The event, which was held on June 19-23, near Las Cruces, New Mexico, hosts student rocketry teams from all over the world to launch solid, liquid, and hybrid rockets to target altitudes of 10,000 and 30,000 feet while carrying a minimum of 8.8 pounds of payload.
After finishing in first place in the 10,000-foot category during the 2017 competition, the WVU team was excited to defend its title and also to compete in both event categories for the first time.
The students kicked off the competition by first launching their 12foot long fiber glass rocket in the 30,000-foot category. The 121-pound rocket included carbon fiber reinforced fins and nosecone, an aluminum nose tip, as well as a powerful motor capable of producing 1,200 pounds of thrust.
Despite executing a successful test launch in March, the rocket structurally failed shortly after take-off, making the launch ineligible for judging during the competition.
“Watching our rocket being torn into a million little pieces was disappointing to say the least,” said WVUER President Casey Wilson, a recent mechanical and aerospace engineering graduate from Wheeling. “However, our focus quickly shifted to the next category. When the rocket broke apart we lost both GPS units that were attached to it. We only brought two units with us to New Mexico and without these we knew there was little chance we could fly the 10,000-foot rocket.”
One of the main judging components of the competition requires teams to track and retrieve data from their rocket following each launch, an impossible task without GPS units.
“After extensive searching we arrived for the final day of the competition empty handed and unsure if we would even fly the 2017 winning rocket,” said Wilson. “To our surprise one of our competitors from Egypt discovered the remnants of our destroyed rocket's avionics bay and brought it back to the launch site for us. We were able to then scramble to fix the non-functional GPS unit and prepare the rocket for launch.”
The team’s unwillingness to give up paid off. Their rocket and recently redesigned motor, capable of producing 450 pounds of force, successfully launched and reached an altitude of 10,258 feet.
Coming so close to the target altitude during the launch earned the team high scores with the judges. The team was also scored on a poster presentation that explained the rocket’s specifications as well as various technical papers and progress reports that were submitted throughout the year. They received strong scores across the board, resulting in their second place victory.
“Preparation for this year’s competition began quite literally the day after we won last year,” said Wilson. “As we began preparing for this competition our strategy didn’t change a great deal. For us, the real strategy comes from the many months of planning, design, fabrication and testing that goes into the project. We have worked extremely hard and clearly it paid off.”
“This is a very exciting time in the team’s history,” said Dan Bennett, an aerospace engineering major from Newburyport, Massachusetts. “All of the team’s experience and knowledge has been slowly building up over the past few years, which has allowed us to become successful in our endeavors. Placing in the competition for the second year, especially after so many setbacks, will provide us with the momentum and confidence we need to take on even bigger challenges in the future.”

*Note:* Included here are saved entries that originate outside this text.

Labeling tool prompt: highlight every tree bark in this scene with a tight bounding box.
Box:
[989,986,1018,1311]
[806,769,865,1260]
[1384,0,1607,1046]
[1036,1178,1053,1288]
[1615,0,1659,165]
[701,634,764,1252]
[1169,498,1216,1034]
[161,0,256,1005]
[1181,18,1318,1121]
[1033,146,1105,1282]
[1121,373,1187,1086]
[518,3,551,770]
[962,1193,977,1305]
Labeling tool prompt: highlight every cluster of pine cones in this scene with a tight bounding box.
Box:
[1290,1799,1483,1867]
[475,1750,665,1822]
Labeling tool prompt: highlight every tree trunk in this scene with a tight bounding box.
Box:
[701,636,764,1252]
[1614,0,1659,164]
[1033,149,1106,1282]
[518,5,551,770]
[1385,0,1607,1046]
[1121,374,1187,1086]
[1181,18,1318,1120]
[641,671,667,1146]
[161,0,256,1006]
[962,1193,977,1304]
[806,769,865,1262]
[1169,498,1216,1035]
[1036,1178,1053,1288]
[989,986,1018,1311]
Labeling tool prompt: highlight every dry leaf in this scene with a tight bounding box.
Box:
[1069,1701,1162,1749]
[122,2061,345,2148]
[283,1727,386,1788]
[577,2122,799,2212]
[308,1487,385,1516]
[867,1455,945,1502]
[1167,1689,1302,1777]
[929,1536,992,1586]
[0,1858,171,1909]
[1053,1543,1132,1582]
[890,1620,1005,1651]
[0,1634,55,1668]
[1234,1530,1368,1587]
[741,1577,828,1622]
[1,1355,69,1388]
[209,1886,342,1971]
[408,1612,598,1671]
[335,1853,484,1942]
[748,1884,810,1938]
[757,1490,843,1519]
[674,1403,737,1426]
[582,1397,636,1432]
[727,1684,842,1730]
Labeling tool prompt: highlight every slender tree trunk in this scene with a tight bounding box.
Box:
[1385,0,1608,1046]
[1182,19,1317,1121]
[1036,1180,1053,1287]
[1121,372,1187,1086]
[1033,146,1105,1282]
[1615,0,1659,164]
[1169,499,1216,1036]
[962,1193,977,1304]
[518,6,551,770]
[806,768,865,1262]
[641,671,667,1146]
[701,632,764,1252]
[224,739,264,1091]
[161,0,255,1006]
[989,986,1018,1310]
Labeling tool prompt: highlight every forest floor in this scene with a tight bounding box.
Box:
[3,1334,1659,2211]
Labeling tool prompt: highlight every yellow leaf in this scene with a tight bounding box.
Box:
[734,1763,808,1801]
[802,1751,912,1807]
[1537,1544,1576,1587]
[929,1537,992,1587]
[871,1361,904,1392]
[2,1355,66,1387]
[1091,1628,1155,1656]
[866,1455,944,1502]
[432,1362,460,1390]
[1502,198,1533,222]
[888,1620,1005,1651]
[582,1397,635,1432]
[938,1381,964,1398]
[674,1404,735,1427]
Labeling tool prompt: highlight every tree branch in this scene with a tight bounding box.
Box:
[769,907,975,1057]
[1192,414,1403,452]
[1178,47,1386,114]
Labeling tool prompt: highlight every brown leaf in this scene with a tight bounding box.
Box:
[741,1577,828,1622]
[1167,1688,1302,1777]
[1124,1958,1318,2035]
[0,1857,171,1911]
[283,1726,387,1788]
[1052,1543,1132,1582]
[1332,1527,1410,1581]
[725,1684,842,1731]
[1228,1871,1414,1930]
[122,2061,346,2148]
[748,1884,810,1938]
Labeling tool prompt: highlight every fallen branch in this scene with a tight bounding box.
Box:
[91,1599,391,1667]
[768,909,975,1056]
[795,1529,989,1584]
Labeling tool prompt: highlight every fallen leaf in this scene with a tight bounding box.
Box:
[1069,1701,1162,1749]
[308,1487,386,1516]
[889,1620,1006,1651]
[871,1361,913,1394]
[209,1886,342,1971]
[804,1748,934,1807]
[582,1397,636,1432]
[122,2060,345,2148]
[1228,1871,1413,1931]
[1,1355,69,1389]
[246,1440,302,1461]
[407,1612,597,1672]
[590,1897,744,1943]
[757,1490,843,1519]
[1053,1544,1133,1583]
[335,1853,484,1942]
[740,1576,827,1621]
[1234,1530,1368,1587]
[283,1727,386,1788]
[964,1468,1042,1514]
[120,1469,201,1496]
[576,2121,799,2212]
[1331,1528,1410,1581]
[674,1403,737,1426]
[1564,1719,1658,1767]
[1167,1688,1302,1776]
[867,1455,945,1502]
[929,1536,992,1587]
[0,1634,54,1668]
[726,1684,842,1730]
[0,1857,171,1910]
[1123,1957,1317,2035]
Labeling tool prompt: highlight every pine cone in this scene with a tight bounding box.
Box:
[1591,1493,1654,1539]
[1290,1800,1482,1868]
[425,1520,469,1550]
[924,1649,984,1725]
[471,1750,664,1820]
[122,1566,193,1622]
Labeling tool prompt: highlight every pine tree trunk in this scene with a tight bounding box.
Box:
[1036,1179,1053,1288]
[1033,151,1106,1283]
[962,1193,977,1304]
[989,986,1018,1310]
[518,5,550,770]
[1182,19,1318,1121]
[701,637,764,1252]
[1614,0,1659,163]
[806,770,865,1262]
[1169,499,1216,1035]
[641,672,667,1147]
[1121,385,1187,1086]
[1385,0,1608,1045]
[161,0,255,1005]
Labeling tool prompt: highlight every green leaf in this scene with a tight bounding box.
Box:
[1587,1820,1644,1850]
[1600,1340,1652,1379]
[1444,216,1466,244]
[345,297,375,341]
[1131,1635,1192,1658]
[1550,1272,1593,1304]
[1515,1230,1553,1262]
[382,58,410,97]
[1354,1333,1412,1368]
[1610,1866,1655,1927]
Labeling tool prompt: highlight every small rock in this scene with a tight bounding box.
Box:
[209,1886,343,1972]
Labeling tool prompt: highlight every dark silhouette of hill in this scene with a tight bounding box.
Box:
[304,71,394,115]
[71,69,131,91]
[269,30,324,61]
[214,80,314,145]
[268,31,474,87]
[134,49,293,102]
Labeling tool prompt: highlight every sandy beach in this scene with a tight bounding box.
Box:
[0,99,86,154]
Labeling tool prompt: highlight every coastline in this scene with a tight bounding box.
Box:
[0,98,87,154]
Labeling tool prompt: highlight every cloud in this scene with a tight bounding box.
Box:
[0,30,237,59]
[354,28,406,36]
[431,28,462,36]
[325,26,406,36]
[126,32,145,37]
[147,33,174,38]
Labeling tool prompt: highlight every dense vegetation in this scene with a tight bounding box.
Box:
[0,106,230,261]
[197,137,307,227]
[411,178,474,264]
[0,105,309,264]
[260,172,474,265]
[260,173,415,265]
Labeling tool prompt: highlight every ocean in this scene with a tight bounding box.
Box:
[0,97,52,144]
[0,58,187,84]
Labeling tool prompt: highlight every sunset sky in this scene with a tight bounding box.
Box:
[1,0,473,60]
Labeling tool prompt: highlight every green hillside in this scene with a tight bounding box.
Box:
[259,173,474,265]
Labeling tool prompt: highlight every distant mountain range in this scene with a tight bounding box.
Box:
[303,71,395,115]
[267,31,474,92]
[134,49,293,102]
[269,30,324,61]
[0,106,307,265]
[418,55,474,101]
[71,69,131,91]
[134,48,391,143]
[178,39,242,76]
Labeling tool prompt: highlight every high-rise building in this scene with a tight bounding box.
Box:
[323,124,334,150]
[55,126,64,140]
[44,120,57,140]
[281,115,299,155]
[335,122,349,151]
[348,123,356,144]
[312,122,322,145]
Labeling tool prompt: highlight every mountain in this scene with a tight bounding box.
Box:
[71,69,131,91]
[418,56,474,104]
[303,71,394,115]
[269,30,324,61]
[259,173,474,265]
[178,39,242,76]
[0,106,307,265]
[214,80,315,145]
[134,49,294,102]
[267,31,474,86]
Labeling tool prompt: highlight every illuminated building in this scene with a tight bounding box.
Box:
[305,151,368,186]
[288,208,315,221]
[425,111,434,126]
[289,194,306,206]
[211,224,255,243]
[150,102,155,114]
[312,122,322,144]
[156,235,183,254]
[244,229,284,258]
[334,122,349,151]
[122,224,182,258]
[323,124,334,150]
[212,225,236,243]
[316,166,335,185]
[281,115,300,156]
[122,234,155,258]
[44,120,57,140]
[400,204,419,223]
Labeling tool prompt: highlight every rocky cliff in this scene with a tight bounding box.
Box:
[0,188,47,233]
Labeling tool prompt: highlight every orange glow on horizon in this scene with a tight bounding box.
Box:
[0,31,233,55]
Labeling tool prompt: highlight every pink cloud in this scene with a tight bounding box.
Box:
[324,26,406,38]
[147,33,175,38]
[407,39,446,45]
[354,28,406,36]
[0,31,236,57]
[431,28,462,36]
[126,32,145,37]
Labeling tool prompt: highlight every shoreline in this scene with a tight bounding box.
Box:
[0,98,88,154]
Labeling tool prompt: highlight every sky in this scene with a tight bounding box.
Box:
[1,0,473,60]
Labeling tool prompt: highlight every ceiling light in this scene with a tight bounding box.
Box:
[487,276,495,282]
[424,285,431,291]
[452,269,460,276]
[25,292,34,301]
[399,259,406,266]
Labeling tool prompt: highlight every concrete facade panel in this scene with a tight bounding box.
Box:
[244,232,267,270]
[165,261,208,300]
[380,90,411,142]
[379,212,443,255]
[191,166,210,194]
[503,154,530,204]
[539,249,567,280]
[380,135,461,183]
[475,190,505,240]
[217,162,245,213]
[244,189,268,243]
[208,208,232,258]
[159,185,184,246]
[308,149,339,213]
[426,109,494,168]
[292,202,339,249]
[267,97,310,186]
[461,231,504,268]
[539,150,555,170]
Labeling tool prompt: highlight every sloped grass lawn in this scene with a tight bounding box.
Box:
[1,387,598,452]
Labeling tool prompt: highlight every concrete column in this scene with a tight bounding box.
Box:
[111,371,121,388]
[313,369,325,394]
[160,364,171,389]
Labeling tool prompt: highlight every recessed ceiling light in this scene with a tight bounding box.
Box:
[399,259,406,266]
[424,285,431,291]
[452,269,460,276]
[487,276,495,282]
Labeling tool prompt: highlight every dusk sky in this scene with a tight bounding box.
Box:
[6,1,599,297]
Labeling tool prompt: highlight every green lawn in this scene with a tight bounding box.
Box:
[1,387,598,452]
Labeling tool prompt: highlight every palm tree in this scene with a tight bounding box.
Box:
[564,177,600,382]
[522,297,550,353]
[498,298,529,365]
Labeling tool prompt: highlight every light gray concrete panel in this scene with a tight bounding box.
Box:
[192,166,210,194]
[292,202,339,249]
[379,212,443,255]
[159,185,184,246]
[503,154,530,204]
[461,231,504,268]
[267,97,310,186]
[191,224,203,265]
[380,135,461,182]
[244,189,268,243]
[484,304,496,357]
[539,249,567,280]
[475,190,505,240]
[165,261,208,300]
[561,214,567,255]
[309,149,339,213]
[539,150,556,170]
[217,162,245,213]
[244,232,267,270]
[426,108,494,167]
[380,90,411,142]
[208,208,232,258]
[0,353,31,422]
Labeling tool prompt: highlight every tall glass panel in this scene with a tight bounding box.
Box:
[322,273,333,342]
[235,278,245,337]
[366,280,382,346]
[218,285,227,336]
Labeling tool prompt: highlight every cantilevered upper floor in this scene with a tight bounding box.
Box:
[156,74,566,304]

WVU will once again send two teams to the competition next year in hopes of redeeming themselves in the 30,000-foot category.
“This was our first time competing in the 30,000-foot category and only the second time flying our rocket so we’ve learned a lot from the experience,” said Wilson. “The team is already working to narrow down the issues in our design and make necessary changes that will allow us to come back next year as serious competitors in both categories.”
Team members joining Wilson and Bennett in New Mexico were mechanical and aerospace engineering majors Matt Hines (Buffalo, WVU Honors College), Tucker Johnson (Richmond, Virginia), Zach Maddams (Claymont, Delaware, Honors College) and industrial engineering major Abadi Albeladi (Saudi Arabia).
The team was sponsored by the Statler College of Engineering and Mineral Resources, the Department of Mechanical and Aerospace Engineering, NASA West Virginia Space Grant Consortium, NASA’s Independent Verification and Validation Facility, the WVU Student Government Association and Aurora Flight Sciences.